We all do it.
All women do it.
This is a universal fact..,
So get over it men.
But our reasons why may surprise you.
In my women's studies class, I was responsible for presenting on the sexual, personal and political implications of faking orgasms. Yes... Political.
This presentation was right up my alley. I mean, I'm a sex blogger for goodness sakes. While I always felt my orgasm or lack there of was a highly personal thing, I never thought of my faking it was some sort of participation in patriarchy or capitalism.
Hard to understand? Let me explain....
As women, when we fake orgasms, we totally remove ourselves from the sexual experience. We play into the stereotypes of passive women who just "take" sex. We are the ones who are laboring in the sex: giving men our orgasms as a "gift" to their hard work. Sex becomes a negotiation. Orgasms become our capital in sexual economy. Women feel that a man is the only one who can GIVE you an orgasm. Men hold all the power. All the moves.
Furthermore, because so much emphasis is made on vaginal orgasms (that guess what...most women do NOT have) little is paid attention to clitoral orgasms. Therefore, we are just "faking to make it".
SO why DO we fake it??? Women are not vocal all the time. They don't want to disappoint men. They want men to be happy. They want to stroke egos and make sure that a guy isn't mad at them. They don't want the man to leave them. They don't want to cause an argument. Sometimes we are just tired and just want to sleep. Our knees hurt (lol). We don't want to have sex with you ultimately and maybe just want it over with.....Also, we've been so desensitized to sex via porn that we have no idea what sex is supposed to look. Furthermore, there is an expectation, esp in long term relationships that you should be cumming during each and every act of intercourse.
*sigh* So many reasons.... most of which overlap....
I, for one, faked it many a time. Usually vaginally. (Confession: I've NEVER had a vaginal orgasm. Ever. In Life.) Sometimes clitoral. I've watched enough porn to know what men expect.

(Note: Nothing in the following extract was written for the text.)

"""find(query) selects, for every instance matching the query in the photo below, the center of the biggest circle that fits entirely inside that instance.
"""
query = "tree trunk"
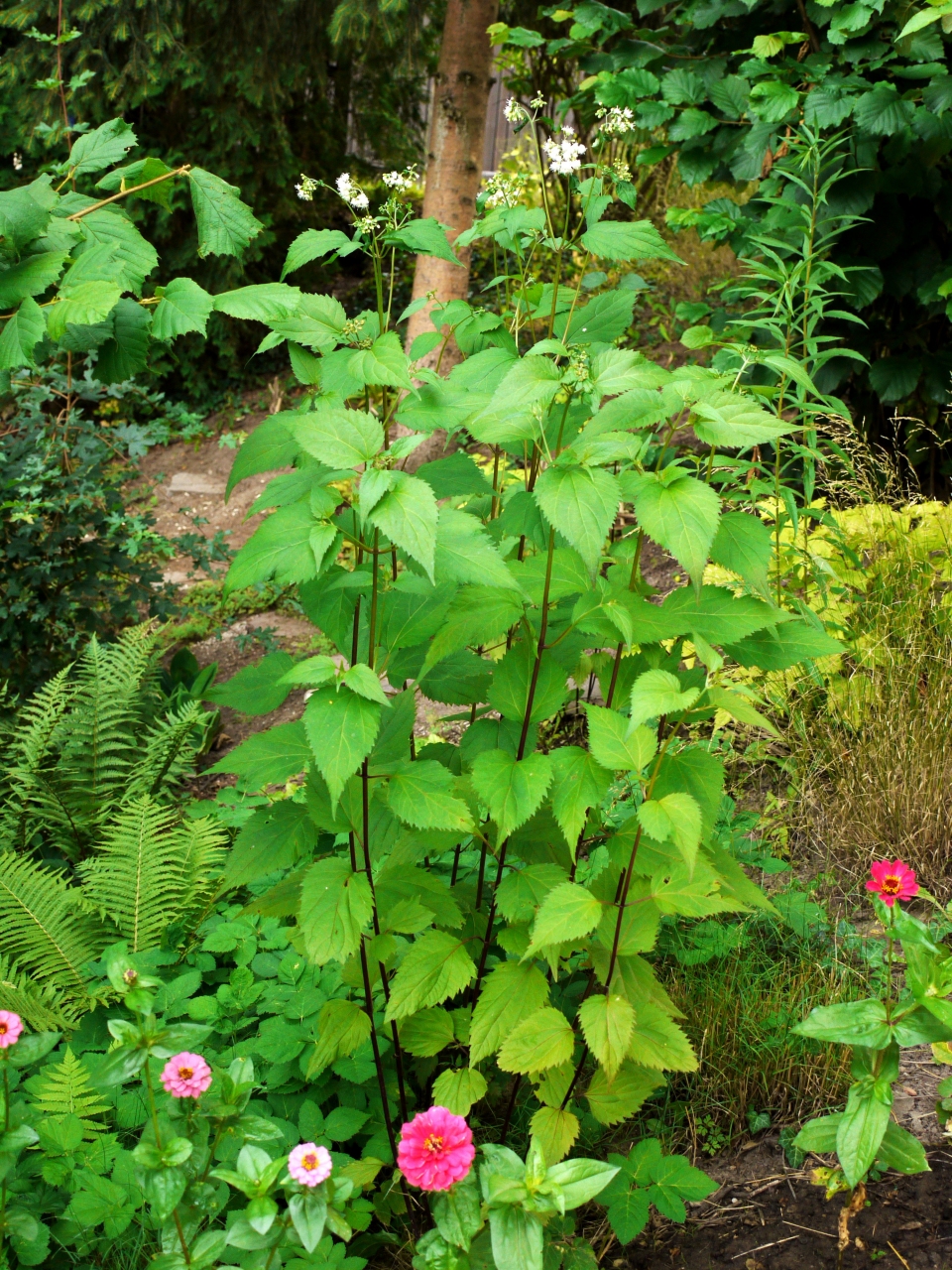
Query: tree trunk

And I hate to disappoint. And I'm such a good actress (lol). I kinda like the show of it all honestly. I fake to see if I can fake so convincingly that men will never know I was being fake. I want to show a guy I am pleased with his performance So I guess in a way, it is a "gift". No one has caught me yet :)
I think, as my research and article pointed out, that there is so much pressure for women to orgasm. Men are always asking "Well did you come? Did you come?" That gets on our nerves until finally were are like ..."Let's FAKE like I came..so he can shut the fuck up!" I think if men stopped putting pressure on themselves to be superior lovers, which in turns puts pressure on us, there would be less faking. If we would have open dialogue on our sexual expectations, then we would fake less. It's all about communication.
Faking orgasms happen. It's a part of sex. I won't promise that I won't fake anymore...but what I will promise is that I will be much more vocal about what works and what doesn't work.